The goal of {gtExtras} is to provide some additional helper functions to assist in creating beautiful tables with {gt}.

The functions are generally wrappers around boilerplate or adding capabilities that are currently not yet built into {gt}. The {gt} package is amazing, make sure to go read the official documentation.

Installation

install.packages("gtExtras")

Development version

To get a bug fix or to use a feature from the development version, you can install the development version of gtExtras from GitHub

# if needed install.packages("remotes")
remotes::install_github("jthomasmock/gtExtras")

There are four families of functions in gtExtras:

  • Themes: 7 themes that style almost every element of a gt table, built off of data journalism-styled tables
  • Utilities: Helper functions for aligning/padding numbers, adding fontawesome icons, images, highlighting, dividers, styling by group, creating two tables or two column layouts, extracting ordered data from a gt table internals, or generating a random dataset for reprex
  • Plotting: 12 plotting functions for inline sparklines, win-loss charts, distributions (density/histogram), percentiles, dot + bar, bar charts, confidence intervals, or summarizing an entire dataframe!
  • Colors: 3 functions, a palette for “Hulk” style scale (purple/green), coloring rows with good defaults, or adding a “color box” along with the cell value

Also see the Plotting with gtExtras article for more examples of combining tables and graphics together.

A subset of functions are included below, or see the full function reference.

Themes

The package includes seven different themes, and 3 examples are the gt_theme_538() styled after FiveThirtyEight style tables, the gt_theme_espn() styled after ESPN style tables, and the gt_theme_nytimes() styled after The New York Times tables.

head(mtcars) %>%
  gt() %>% 
  gt_theme_538()
head(mtcars) %>%
  gt() %>% 
  gt_theme_espn()
head(mtcars) %>% 
  gt() %>% 
  gt_theme_nytimes() %>% 
  tab_header(title = "Table styled like the NY Times")

Hulk data_color

This is an opinionated diverging color palette. It diverges from low to high as purple to green. It is a good alternative to a red-green diverging palette as a color-blind friendly palette. The specific colors come from colorbrewer2.

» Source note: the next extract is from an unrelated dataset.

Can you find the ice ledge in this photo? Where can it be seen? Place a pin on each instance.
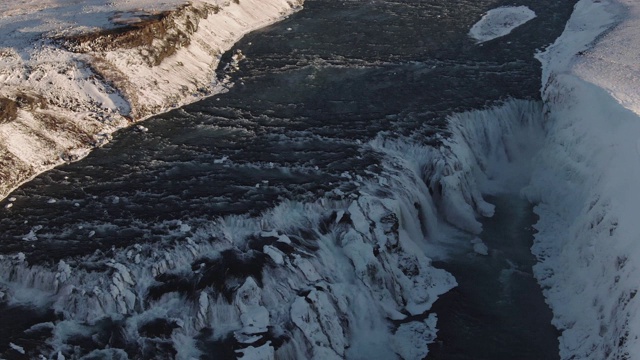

Basic usage below, where a specific column is passed.

# basic use
head(mtcars) %>%
  gt::gt() %>%
  gt_hulk_col_numeric(mpg)

Trim provides a tighter range of purple/green so the colors are less pronounced.

head(mtcars) %>%
  gt::gt() %>%
  # trim gives smaller range of colors
  # so the green and purples are not as dark
  gt_hulk_col_numeric(mpg:disp, trim = TRUE) 

Reverse makes higher values represented by purple and lower by green. The default is to have high = green, low = purple.

# option to reverse the color palette
# so that purple is higher
head(mtcars) %>%
  gt::gt() %>%
  # reverse = green for low, purple for high
  gt_hulk_col_numeric(mpg:disp, reverse = FALSE) 

gt_color_rows()

The gt_color_rows() function is a thin boilerplate wrapper around gt::data_color(). It’s simpler to use but still provides rich color choices thanks to the inclusion of paletteer::paletteer_d(). This can provide 100s of discrete (ie categorical) or continuous color palettes.

# basic use
mtcars %>%
  head() %>%
  gt() %>%
  gt_color_rows(mpg:disp)

You can change the specific palette with palette = "package_name::palette_name"

# recognizes all of the dynamic palettes from paletteer
mtcars %>%
  head() %>%
  gt() %>%
  gt_color_rows(mpg:disp, palette = "ggsci::blue_material")

You can also use custom-defined palettes with named colors in R or hex color values.

mtcars %>%
  head() %>%
  gt() %>%
  gt_color_rows(mpg:disp, palette = c("white", "green"))
    # could also use palette = c("#ffffff", "##00FF00")

Lastly, you can also provide categorical or discrete data to be colored.

# provide type = "discrete"
mtcars %>%
  head() %>%
  gt() %>%
  gt_color_rows(
    cyl, 
    palette = "ggthemes::colorblind", 
    # note that you can manually define range like c(4, 6, 8)
    domain = range(mtcars$cyl),
    pal_type = "discrete"
   )

gt_highlight_rows()

This provides the ability to highlight and optionally bold entire rows within an existing gt table. Basic use defaults to a light-blue highlight which can be changed with the fill argument.

head(mtcars[,1:5]) %>% 
  tibble::rownames_to_column("car") %>% 
  gt() %>% 
  gt_highlight_rows(rows = 2, font_weight = "normal") 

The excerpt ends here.